God will remake His creation; He will not abandon it. This is all hard to take in and even the Apostles were clearly puzzled by this talk of Resurrection and what it means. The empty tomb shows that indeed God does not abandon matter that He created and loves but uses it as the base material for the New Creation. Remember that for Judaism, the Resurrection was not a central concern for most of Israel’s history; for Christianity, the Resurrection becomes central and without this teaching, Christianity loses its major reason for being.
The presence of death in creation underlines the transience of nature and this nudges us to see that creation is incomplete, there is something important missing in it. The healing miracles, as John points out, are signs that the New Creation, which will perfect the Old Creation, is already making its presence felt. Salvation is not, as is popularly assumed, going to heaven but being raised to a new life in God’s new heaven and earth. The redemption of matter is already being experienced by us in the sacraments.

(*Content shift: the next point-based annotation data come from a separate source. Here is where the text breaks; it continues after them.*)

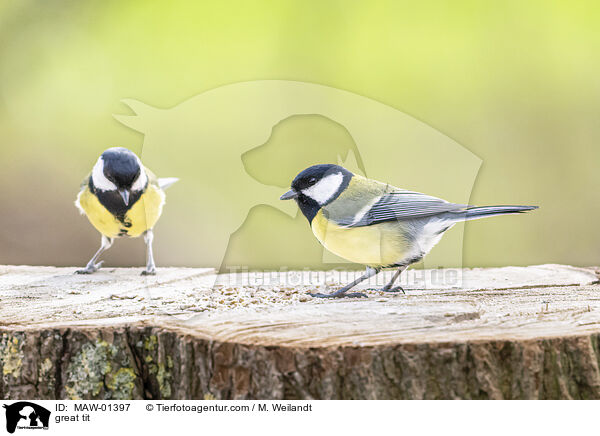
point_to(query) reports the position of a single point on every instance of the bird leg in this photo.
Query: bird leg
(92, 266)
(150, 266)
(388, 287)
(370, 272)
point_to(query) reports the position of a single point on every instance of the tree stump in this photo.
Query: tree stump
(513, 332)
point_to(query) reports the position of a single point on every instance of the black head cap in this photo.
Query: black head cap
(312, 175)
(311, 198)
(121, 166)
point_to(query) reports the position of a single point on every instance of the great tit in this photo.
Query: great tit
(376, 224)
(122, 198)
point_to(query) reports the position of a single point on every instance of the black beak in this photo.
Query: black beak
(289, 195)
(125, 195)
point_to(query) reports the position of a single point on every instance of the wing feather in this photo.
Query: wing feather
(402, 205)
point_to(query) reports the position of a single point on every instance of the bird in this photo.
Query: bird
(122, 198)
(374, 223)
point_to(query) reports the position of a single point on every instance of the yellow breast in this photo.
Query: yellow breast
(142, 215)
(378, 245)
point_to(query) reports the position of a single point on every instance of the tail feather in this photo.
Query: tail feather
(474, 213)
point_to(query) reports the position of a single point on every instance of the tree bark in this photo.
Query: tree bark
(533, 334)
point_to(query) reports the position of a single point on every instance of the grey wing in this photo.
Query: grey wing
(401, 205)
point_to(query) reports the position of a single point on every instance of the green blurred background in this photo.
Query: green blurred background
(515, 83)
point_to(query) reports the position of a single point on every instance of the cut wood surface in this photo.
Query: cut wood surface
(514, 332)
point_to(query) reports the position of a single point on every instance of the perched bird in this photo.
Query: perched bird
(376, 224)
(122, 198)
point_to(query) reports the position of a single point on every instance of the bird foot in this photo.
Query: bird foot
(340, 295)
(90, 269)
(394, 290)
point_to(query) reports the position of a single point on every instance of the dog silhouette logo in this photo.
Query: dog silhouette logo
(26, 415)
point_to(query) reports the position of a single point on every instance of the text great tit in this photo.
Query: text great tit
(122, 198)
(376, 224)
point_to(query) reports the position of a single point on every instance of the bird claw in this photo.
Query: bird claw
(90, 269)
(394, 290)
(335, 295)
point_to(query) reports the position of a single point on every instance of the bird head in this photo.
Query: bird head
(318, 184)
(119, 169)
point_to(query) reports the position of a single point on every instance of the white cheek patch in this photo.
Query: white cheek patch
(324, 189)
(99, 179)
(140, 182)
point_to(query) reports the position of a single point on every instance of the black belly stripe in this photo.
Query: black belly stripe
(113, 202)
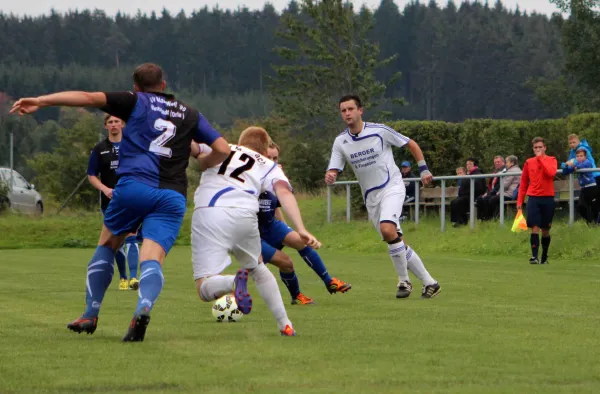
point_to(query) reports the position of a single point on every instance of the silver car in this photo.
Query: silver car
(22, 196)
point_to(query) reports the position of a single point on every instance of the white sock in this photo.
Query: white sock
(267, 287)
(216, 287)
(415, 265)
(398, 256)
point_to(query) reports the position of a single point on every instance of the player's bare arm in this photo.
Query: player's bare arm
(219, 151)
(417, 153)
(98, 185)
(69, 99)
(279, 215)
(290, 206)
(331, 176)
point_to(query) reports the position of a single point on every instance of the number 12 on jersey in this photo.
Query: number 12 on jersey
(235, 174)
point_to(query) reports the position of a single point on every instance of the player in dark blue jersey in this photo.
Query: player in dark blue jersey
(275, 234)
(152, 184)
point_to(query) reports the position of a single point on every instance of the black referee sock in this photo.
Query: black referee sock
(545, 246)
(535, 244)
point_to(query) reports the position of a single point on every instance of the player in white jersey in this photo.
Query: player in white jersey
(367, 147)
(225, 221)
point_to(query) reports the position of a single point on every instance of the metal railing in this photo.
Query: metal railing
(471, 179)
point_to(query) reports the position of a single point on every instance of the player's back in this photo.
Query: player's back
(156, 140)
(238, 181)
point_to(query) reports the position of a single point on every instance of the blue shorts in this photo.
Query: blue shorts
(160, 211)
(540, 211)
(271, 238)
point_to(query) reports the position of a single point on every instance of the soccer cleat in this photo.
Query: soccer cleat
(288, 331)
(302, 300)
(134, 284)
(123, 284)
(404, 289)
(137, 329)
(337, 286)
(84, 324)
(242, 298)
(431, 291)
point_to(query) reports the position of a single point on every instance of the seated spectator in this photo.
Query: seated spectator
(410, 186)
(511, 183)
(484, 211)
(588, 197)
(459, 207)
(575, 144)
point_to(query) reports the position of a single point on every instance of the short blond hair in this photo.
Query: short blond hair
(255, 138)
(273, 145)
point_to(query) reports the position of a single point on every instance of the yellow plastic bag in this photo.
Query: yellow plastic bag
(520, 224)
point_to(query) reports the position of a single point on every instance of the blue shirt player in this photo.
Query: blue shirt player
(275, 234)
(151, 186)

There have been recent suggestions that just as our concepts of time are lacking so is our view of space. The accepted view is that space is a receptacle into which objects enter. But there are other, more productive ways, of talking about space. We now see space as relational giving objects a location where they can relate. And this ties in with the idea that heaven and earth are two different dimensions of God’s creation. The ascension then is not some strange occurrence whereby Christ, like some first century spaceman, rises into space. Instead, as the Celtic tradition teaches, there are ‘thin’ places between heaven and earth where the separation is very limited and it is this picture that we can use to portray Christ’s ascension. We describe it pictorially as ascending but we can also see it as Christ passing into this other dimension which we call heaven.

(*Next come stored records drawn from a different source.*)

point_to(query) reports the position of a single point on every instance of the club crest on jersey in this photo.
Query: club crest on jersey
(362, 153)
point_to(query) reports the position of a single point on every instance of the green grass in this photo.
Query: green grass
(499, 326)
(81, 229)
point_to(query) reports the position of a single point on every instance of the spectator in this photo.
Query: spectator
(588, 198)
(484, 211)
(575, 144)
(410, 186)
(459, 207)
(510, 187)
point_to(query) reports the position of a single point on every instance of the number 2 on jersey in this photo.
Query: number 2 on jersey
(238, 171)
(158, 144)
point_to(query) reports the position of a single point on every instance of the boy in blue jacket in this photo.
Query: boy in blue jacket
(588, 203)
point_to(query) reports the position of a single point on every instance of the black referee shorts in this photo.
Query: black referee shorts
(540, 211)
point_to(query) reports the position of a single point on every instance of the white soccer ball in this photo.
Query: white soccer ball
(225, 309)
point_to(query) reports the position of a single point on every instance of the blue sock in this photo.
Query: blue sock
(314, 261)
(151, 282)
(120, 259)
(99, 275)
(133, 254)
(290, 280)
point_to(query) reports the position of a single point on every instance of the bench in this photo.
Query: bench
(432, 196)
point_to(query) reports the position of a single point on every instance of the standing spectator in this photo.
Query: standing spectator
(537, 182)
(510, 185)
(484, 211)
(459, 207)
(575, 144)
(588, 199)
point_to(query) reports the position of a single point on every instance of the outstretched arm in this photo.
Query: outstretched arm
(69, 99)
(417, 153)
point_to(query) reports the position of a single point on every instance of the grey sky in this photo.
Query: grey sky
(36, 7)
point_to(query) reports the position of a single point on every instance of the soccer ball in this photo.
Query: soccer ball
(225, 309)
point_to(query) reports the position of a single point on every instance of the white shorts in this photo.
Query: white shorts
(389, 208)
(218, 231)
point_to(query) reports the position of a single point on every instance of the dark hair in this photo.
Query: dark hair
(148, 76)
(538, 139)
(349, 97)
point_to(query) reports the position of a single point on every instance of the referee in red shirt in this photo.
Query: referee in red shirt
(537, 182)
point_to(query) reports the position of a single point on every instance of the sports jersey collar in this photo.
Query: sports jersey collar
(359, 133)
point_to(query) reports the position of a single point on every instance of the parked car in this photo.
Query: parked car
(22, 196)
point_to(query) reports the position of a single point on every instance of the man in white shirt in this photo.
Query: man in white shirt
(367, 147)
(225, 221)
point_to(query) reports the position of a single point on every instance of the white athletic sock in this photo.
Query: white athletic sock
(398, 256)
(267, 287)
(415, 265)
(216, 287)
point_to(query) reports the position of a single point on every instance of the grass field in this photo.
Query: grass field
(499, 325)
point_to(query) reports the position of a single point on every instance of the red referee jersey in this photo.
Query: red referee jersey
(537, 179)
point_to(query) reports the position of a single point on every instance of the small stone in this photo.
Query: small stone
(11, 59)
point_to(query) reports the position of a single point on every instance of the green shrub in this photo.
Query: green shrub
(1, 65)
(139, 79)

There is another significance to the Ascension. With the Ascension we have the release of the Holy Spirit onto the created order and what this does is enable Christ to deal with each and every person which would not have been possible through only the body that walked the streets of Palestine. There is an interesting reference to this in Oscar Wilde’s Salome where he writes: “Where is this man? demands Herod. He is in every place but is hard to find.” It is a pity that not enough attention has been paid to the important role of the Spirit (how many prayers are there to the Holy Spirit? The answer to this underscores what I am saying). And the significance of the Ascension is something as well that has been passed over without exploring the deep theological teaching here.